Además, las dosis de estimulación ovárica son diferentes así como los requisitos e indicaciones, entre otros aspectos.

¿Cuáles son los síntomas de un embarazo logrado gracias a la IA?

Los síntomas de embarazo no son distintos si éste ha sido logrado de forma natural o a través de un proceso de reproducción asistida como es la inseminación artificial. Es posible que la medicación hormonal empleada para el tratamiento altere ligeramente los síntomas, pero en general, son los mismos.

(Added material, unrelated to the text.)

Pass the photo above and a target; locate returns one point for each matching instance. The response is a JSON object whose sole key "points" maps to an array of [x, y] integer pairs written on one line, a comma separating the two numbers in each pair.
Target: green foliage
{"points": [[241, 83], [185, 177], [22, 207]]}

Es importante destacar que hay mucha variedad en cuanto a los síntomas del embarazo entre mujeres y también entre embarazos de una misma mujer. Puedes leer más sobre esto aquí: síntomas de embarazo.

Un comentario

  1. avatar
    Javito

    Pues a mi no me importaría que se hiciese por inseminación, siempre que la gestante sea una persona confiable, no creo que haya nada malo en que los óvulos sean suyos. Lo que me gusta de esta técnica es que se trata de un proceso más natural, opinamos que todo proceso que sea lo más natural lo posible es mejor.

    Entiendo que en una pareja heterosexual pueda causar más problemas por la mujer, sentirse insegura y ese tipo de cosas. Pero en parejas de hombres, lo veo la mejor opción.